In two minutes and 37 seconds, we see two murders, an affair, and the long legacy of a secret. It's funny and brilliant in Siler's usual muted, dark way. Siler's dialogue-less, low-definition shorts are as sharply edited as they are pointedly mundane. Despite frequently macabre and over-the-top plots, the filmmaker's lens is always focused on unremarkable details, such as the glass of seltzer water on the table, or an unplugged power strip in the corner.
- “To Cross”
"To Cross" - Suzannah Herbert
This documentary short from the Brooklyn-based and Memphis-born filmmaker Suzannah Herbert follows a high school student named Jared on his daily commute. At 3:30 a.m., Jared wakes up on the Mexican side of Tijuana, early enough that he is able to cross the border and attend high school in America. Twelve arduous hours later, he returns home to Mexico. "At the end of the day, we are really tired," says Jared, who, we learn, is the only member of his family able to attend school in the U.S. After graduation, he hopes to be able to support his siblings by finding work in the States.

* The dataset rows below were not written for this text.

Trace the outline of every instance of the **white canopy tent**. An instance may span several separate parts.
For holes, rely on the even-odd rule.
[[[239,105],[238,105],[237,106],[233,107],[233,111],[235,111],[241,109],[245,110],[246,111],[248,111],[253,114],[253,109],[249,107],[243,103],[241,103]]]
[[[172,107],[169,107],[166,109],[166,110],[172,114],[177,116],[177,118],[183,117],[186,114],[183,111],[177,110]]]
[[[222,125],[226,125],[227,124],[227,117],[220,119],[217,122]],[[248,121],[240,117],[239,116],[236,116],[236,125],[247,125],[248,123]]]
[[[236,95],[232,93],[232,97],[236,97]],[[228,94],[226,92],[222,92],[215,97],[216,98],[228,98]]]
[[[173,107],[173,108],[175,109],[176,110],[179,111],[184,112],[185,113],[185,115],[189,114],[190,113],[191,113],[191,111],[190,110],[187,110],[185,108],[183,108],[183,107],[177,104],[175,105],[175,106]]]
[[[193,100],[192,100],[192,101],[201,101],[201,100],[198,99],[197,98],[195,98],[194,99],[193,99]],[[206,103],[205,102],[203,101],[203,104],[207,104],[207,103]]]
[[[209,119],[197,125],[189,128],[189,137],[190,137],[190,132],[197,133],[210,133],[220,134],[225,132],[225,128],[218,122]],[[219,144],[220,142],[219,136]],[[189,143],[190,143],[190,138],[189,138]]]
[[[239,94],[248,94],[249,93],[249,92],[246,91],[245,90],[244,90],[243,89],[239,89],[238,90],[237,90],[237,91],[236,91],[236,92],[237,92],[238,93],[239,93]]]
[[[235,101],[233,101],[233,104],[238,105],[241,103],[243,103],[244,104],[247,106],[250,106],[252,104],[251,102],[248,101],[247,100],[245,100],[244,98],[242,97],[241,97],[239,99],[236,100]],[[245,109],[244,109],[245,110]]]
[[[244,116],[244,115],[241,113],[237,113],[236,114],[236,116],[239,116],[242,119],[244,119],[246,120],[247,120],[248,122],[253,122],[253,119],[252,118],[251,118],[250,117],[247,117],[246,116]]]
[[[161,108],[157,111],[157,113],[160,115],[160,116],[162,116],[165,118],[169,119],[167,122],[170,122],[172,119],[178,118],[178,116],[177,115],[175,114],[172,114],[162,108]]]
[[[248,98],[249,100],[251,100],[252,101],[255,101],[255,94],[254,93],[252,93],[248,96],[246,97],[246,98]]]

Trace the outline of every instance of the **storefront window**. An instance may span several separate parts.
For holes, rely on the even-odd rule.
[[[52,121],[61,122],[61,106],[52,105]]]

Herbert's short shines light on the lengths Jared and his peers go to in order to obtain an education, despite the fact that their schooling is considered illegal since the students are not United States residents. "To Cross" gives viewers a sense of its subjects not only as young people, tasked with the care of their families, but as regular high school students. Herbert, who has worked for Martin Scorsese and Michael Moore in addition to making her own films, tells Jared's story with a light touch and characteristic skill.
- “One Hitta Quitta”
"One Hitta Quitta" - Ya'Ke Smith
"One Hitta Quitta" is a genre-bending narrative entry from newcomer Ya'Ke Smith, a Texas-based filmmaker. The film melds real footage of fights, shot on phones and posted online, with the story of a young man whose obsession with watching violent footage leads him to act out. We see Jason (Dariel Embry) challenge his algebra teacher, Mr. Kelly (Shelton Jolivette), while other students in the class surround with phones primed.
Smith shot entirely on mobile devices, which contributes to the film's fast pace and realistic feel. In the height of the short's drama, when Mr. Kelly returns Jason's punch, the frame shifts from horizontal to vertical to horizontal again, referencing the crowd-sourced depictions of similar real events. Smith's handling is seamless, and makes what might otherwise be a run-of-the-mill story into something new and on point.